A JDM Maintenance Cheat Sheet
Okay, you’ve just brought home your new JDM dream, and the clouds parted, and the lights of the heavens shone down and….WHOAH! Hold on there, Trigger. I know: you want to start getting some seat time. Okay, it has really low mileage, and it looks great! But just a minute now…
Most JDM vehicles I’ve taken the time to check history on have been sitting for the last few years. Yes, they’ve had their Shakken inspection done, but this is not the maintenance you’re looking for. This is inspecting vital components for roadworthiness.
I’ve gotten into a routine of maintenance after I’ve brought in a new rig, and thought it might be helpful to share. I’ll try to prioritize, based on need, but honestly, I wouldn’t go further than around the block before most of these things were done. Take all my advice with a drop of snake oil – I am NOT a professional. I don’t even play one on TV.
1.Priority: Check your coolant!
Could be straight water? Rusty, or freezing: neither option is good. Get some 50/50 in there, stat! Oh, yes. A new stat too. I always do this in tandem with a new rad cap, and new upper and lower hoses. With clamps! Check your heater hoses. This even supersedes an oil change, in my opinion. If you get minus temps, your cracked engine block is not gonna care if its oil is clean.
This is fear-mongering, but it’s for your own good.
2.Okay, NOW change the oil/filter.
While you’re at it, finish off the usual suspects: air filter, fuel filter (especially if its a diesel), and cabin air if equipped. I always do all accessory belts too. If the old ones are still looking good, tuck ’em under the seat in case you need them later.
Now we are getting somewhere. But don’t go cross-country yet. We ain’t done.
3.Timing belt? Timing chain?
Find out, and then see what proof of maintenance you have. If you’ve got nothing, then ask yourself if you’re a gambler? Waiting for a timing belt to break is russian roulette every time you take it out for a drive. If you have a sticker on the timing cover for the last time the belt was done, do the date conversion (2018 is year 30 of the Heisei era – use this converter to figure out when yours was last done). But don’t leave it at that. If the interval seems reasonable, and the mileage hasn’t increased a huge amount, then pull a cover and do an inspection. If all is good, then put your belt maintenance on the back burner for now, but have it done in the not too distant future, if you want to continue enjoying your rig for years to come.
If you are lucky enough to have a chain, check the wear items, like chain guides.

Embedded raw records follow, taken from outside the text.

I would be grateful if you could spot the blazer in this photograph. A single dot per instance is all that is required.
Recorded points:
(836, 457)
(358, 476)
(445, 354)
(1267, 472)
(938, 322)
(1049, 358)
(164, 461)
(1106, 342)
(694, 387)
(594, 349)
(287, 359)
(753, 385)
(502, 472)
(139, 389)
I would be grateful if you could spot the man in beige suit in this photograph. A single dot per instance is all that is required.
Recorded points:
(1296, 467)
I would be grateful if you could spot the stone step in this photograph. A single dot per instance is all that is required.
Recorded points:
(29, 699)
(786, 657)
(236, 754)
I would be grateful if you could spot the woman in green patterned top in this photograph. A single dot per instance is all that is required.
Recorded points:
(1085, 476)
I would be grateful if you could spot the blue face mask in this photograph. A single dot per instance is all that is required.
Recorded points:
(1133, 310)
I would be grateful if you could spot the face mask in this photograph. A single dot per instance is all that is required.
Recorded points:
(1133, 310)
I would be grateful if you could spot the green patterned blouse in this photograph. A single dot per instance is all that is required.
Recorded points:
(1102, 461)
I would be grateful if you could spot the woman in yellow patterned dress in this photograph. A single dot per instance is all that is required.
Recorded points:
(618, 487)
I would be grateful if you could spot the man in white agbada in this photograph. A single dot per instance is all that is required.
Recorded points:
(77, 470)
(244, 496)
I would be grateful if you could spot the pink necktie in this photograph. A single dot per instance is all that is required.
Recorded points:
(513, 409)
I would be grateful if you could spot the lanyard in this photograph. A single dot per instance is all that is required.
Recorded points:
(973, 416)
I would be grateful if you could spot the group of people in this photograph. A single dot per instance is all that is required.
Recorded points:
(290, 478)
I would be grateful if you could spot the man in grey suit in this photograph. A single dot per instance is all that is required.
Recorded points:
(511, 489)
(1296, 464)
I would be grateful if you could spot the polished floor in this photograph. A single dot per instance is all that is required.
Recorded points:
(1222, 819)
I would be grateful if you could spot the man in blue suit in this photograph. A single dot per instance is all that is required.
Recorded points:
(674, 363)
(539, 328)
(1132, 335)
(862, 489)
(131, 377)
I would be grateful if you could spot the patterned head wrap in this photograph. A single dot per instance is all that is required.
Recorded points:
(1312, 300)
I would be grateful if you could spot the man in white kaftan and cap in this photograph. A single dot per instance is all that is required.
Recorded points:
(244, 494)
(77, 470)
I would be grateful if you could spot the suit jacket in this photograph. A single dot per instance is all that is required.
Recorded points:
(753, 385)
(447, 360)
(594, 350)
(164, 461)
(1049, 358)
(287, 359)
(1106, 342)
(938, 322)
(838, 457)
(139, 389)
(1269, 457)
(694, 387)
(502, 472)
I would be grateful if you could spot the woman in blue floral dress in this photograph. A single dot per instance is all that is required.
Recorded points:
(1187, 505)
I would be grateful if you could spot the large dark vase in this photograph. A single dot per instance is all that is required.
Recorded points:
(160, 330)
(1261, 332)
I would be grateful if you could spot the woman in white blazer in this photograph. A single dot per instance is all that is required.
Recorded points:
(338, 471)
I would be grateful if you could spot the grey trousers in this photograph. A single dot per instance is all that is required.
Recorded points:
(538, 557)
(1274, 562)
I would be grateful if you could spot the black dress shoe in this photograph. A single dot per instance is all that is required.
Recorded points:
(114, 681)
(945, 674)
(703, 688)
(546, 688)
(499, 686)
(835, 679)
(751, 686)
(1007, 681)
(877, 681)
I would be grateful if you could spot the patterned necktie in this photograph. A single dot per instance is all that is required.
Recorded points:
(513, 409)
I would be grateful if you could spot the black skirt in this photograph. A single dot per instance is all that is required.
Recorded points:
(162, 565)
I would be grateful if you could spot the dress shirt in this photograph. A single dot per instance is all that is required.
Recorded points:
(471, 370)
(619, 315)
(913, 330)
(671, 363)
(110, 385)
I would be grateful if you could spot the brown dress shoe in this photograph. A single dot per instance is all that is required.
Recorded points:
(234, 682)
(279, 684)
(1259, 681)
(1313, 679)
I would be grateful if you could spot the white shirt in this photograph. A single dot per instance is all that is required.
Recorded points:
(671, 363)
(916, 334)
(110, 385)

These can usually be done by simply pulling the valve cover, and are pretty inexpensive. I’d do the guides at any mileage, since they’re so cheap and “while you’re in there..”
The sky is falling yet again, right? I’m trying to instill fear, because it could save your ride.
All driveline including transmission fluids are suspect, and should be done at your earliest convenience. This includes brake fluid. Japan is a moist country, and brake fluid is hygroscopic. This means it’s thirsty, and will absorb moisture from the air. Can you say sticking calipers?
This list assumes you’ve done due diligence in having your initial inspection performed by a credible garage, and all safety items are in good order. I’d caution you to double check your tires. Even if they’ve passed inspection, check carefully for cracking between the tread. If your rig was sitting a long time, the tires may have 80% tread but be fit for recycling. Sitting is no good for the battery either, so I just assume it is junk, and ready for swapping. If it IS actually still able to pass a load test, then keep your new one in reserve for the first cold day. You’ll thank me later. 😉
Okay, NOW we can take this thing out and give it a blast!